En Baja California no arrasará el tsunami electoral López Obrador. La competencia por la gubernatura será a tercios, donde el PRI tiene las mismas posibilidades de ganar que el PAN y Morena, aseveró Enrique Acosta Fregoso.

El candidato del Partido Revolucionario Institucional planteó que a pesar de los malos resultados obtenidos por el tricolor en la elección federal pasada, el partido no está derrotado y sigue siendo altamente competitivo. Las derrotas dolorosas del año anterior, dijo, les han servido a los priistas para corregir errores, por ejemplo, la definición de su candidato que no fue electo por dedazo, sino a través de una contienda interna entre cinco aspirantes.

“La competencia electoral en Baja California es difícil, podría decirse cuesta arriba, pero con un abanico de competencia interesante. La próxima elección va a ser muy cerrada, será una elección de tercios. El tsunami López Obrador no le va a beneficiar a Morena, ya López Obrador no va en la boleta electoral”.

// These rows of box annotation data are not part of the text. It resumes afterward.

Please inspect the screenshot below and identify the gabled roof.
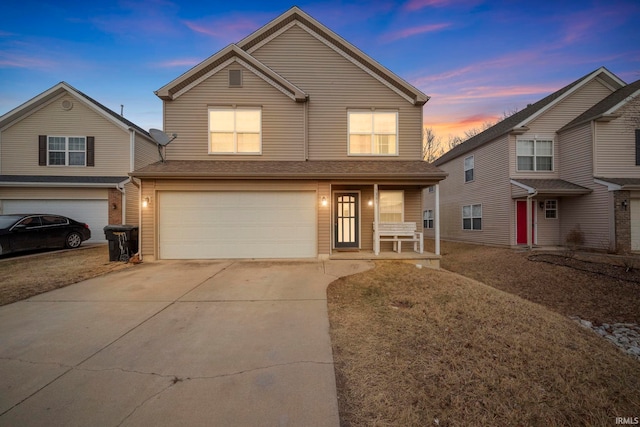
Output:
[560,80,640,131]
[434,67,625,166]
[0,82,151,139]
[155,44,307,102]
[155,6,429,105]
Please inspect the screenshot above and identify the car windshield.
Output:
[0,215,22,228]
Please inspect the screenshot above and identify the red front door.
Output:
[516,200,536,245]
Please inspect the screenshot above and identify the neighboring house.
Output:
[0,82,159,242]
[131,7,445,259]
[423,68,640,251]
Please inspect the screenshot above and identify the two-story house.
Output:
[0,82,158,242]
[423,68,640,250]
[132,7,445,259]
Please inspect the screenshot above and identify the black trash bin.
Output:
[104,224,138,262]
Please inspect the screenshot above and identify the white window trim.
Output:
[347,109,400,157]
[516,137,556,173]
[544,199,558,220]
[207,107,262,156]
[462,154,476,184]
[461,203,484,231]
[47,135,87,168]
[378,190,405,222]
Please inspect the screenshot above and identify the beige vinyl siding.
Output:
[594,99,640,178]
[0,94,131,176]
[124,182,140,225]
[252,26,422,160]
[134,133,160,169]
[0,187,109,200]
[509,79,612,179]
[428,136,515,246]
[140,179,322,259]
[164,63,304,160]
[558,123,612,250]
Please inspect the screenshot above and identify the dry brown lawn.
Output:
[328,243,640,426]
[0,245,133,305]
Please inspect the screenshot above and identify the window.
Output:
[544,200,558,219]
[422,209,434,229]
[380,191,404,222]
[348,111,398,156]
[516,139,553,171]
[209,108,262,154]
[47,136,87,166]
[464,156,474,182]
[462,205,482,230]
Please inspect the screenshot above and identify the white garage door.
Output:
[159,191,317,259]
[630,199,640,251]
[2,200,109,243]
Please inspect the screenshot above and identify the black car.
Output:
[0,214,91,255]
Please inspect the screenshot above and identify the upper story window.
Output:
[348,111,398,156]
[47,136,87,166]
[464,156,475,182]
[379,190,404,222]
[209,108,262,154]
[516,139,553,171]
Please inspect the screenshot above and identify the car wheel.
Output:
[64,232,82,249]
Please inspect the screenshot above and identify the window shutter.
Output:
[38,135,47,166]
[636,129,640,166]
[87,136,96,166]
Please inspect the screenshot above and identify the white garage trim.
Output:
[2,199,109,243]
[629,199,640,251]
[158,191,317,259]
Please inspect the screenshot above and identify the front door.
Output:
[516,200,536,245]
[334,193,359,249]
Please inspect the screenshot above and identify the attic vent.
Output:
[229,70,242,87]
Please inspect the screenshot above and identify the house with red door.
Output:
[423,67,640,252]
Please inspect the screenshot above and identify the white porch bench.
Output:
[373,222,424,255]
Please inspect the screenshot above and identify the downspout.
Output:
[434,183,440,255]
[131,178,142,261]
[527,190,538,250]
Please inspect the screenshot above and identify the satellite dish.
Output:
[149,129,178,146]
[149,129,178,163]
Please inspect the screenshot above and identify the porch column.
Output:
[373,184,380,256]
[434,183,440,255]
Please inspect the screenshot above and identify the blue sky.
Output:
[0,0,640,139]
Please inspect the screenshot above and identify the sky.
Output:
[0,0,640,140]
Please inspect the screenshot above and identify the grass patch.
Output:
[0,245,133,305]
[328,262,640,426]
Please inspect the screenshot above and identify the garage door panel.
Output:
[159,191,317,259]
[2,199,109,243]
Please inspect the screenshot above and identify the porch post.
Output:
[373,184,380,256]
[433,183,440,255]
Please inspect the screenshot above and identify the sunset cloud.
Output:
[381,23,452,42]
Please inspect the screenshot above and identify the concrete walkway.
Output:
[0,261,372,426]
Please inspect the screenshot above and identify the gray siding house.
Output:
[423,68,640,252]
[131,7,445,259]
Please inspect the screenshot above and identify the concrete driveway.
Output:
[0,261,372,426]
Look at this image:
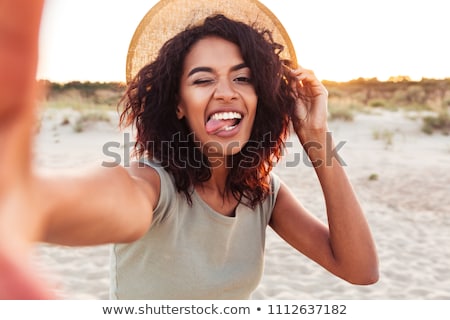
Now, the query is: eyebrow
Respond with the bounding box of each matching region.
[188,63,247,77]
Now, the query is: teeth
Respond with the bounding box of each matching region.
[211,112,242,120]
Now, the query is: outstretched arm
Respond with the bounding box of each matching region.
[271,68,378,284]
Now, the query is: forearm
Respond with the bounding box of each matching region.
[40,167,152,245]
[0,0,43,115]
[299,131,378,282]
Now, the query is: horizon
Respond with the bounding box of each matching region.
[37,0,450,83]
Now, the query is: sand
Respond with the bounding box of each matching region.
[30,109,450,299]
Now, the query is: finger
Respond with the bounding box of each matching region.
[0,0,43,190]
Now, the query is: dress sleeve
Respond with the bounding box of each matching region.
[263,172,281,225]
[139,159,178,226]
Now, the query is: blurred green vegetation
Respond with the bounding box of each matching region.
[39,76,450,134]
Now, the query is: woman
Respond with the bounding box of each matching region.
[0,1,378,299]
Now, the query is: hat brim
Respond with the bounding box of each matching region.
[126,0,297,83]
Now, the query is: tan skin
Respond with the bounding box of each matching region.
[0,0,378,298]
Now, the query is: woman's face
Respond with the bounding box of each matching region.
[177,37,258,157]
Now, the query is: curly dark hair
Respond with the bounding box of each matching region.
[119,15,295,207]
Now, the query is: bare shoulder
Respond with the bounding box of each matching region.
[126,161,161,209]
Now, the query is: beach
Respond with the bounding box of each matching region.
[33,109,450,300]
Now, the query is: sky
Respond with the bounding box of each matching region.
[37,0,450,82]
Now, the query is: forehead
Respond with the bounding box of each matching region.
[184,37,243,71]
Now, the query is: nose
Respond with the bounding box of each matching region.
[214,79,237,102]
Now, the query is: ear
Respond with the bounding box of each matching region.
[177,104,184,120]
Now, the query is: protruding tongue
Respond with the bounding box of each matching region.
[206,118,236,134]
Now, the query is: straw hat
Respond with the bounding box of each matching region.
[126,0,296,82]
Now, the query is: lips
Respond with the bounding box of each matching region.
[206,112,242,134]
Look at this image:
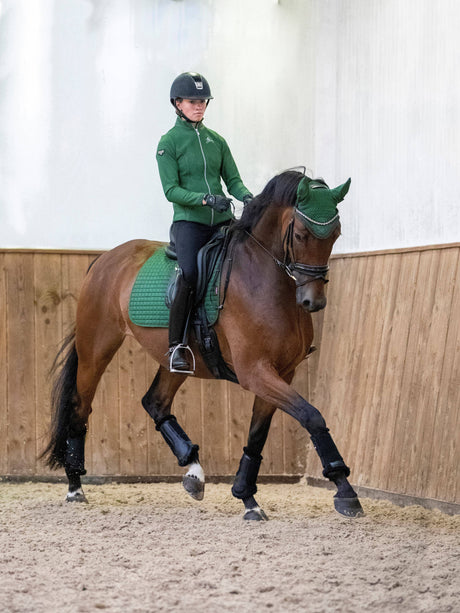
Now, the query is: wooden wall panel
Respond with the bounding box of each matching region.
[0,253,9,475]
[306,245,460,502]
[0,244,460,502]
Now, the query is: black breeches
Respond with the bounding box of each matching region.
[172,221,228,287]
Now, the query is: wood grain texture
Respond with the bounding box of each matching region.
[0,244,460,503]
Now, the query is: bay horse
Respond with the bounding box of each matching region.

El también exdirigente estatal del PRI destacó que las virtudes políticas que representa el proyecto de Andrés Manuel López Obrador no son las mismas del candidato de Morena, Jaime Bonilla, por lo que ello contribuirá a que los bajacalifornianos no voten por la marca, sino por el perfil de los aspirantes a ser el próximo gobernador de la entidad.

Hay una riña entre lo que representa el presidente López Obrador para los mexicanos, que es la lucha contra la corrupción, y lo que representa el candidato de Morena para los bajacalifornianos, pues es un hombre que a base de dinero ha comprado a diputados, magistrados para cambiar la ley electoral del estado.

En ese sentido, sostuvo que el también senador con licencia maniobró para que se ampliara de dos a cinco años la duración de la gubernatura que anteriormente había sido aprobada por el Congreso del estado para un periodo de dos años nueve meses con el fin de empatar la elección con el proceso federal intermedio, como ya ocurrió en Puebla y Veracruz. 

Una carrera se gana hasta el final, no antes. Ellos ya se dan por ganadores. Tenemos una norma constitucional que establece que era una gubernatura por dos años, pero este señor ha abusado del poder y ha cooptado a magistrados electorales para cambiar la duración a cinco años, así que si llega a ser gobernador Jaime Bonilla, su gobierno será más corrupto que el de Kiko Vega.

Respecto al PAN, el candidato refirió que luego de 30 años de gobierno, hoy es un partido desdibujado, el cual ha perdido la confianza de la gente. 

“Tenemos un gobernador y un gobierno panista, que sus redes de corrupción han sido totales y que no tienen una buena relación con la sociedad. El PAN en Baja California está jubilado después de tres décadas de gobierno; hicieron cosas interesantes, pero en el balance, hoy hay un rechazo de la sociedad hacia ese partido”. 

Esos aspectos, anotó, los va a aprovechar el PRI para recuperar la gubernatura que cedió en 1989 al panista Ernesto Ruffo Appel.

Dijo que a nivel municipal, cada tres años llega la alternancia, y hoy, los dos municipios que gobierna el tricolor pueden darle un impulso para ganar la contienda del próximo 2 de junio.

Hay que poner candados a superdelegados

A unos días de ganar la elección como presidente de la República, Andrés Manuel López Obrador informó que los delegados estatales de dependencias federales serían sustituidos por 32 coordinadores estatales de Programas de Desarrollo, figura que generó varias resistencias de los gobernadores y partidos de oposición al considerar que ese cargo sería utilizado como un trampolín para buscar la gubernatura.

En septiembre, Jaime Bonilla Valdez tomó protesta como senador de la República; días después como superdelegado de Baja California y semanas más tarde como candidato de Morena.

Para el aspirante del PRI, esa figura debería tener candados para evitar que se conviertan en candidatos de facto.

“La figura del superdelegado no es más que una figura electoral y en Baja California se cumplió el presagió. Las reformas a la Ley de la Administración Pública federal deben de derogarse porque no benefician en nada”.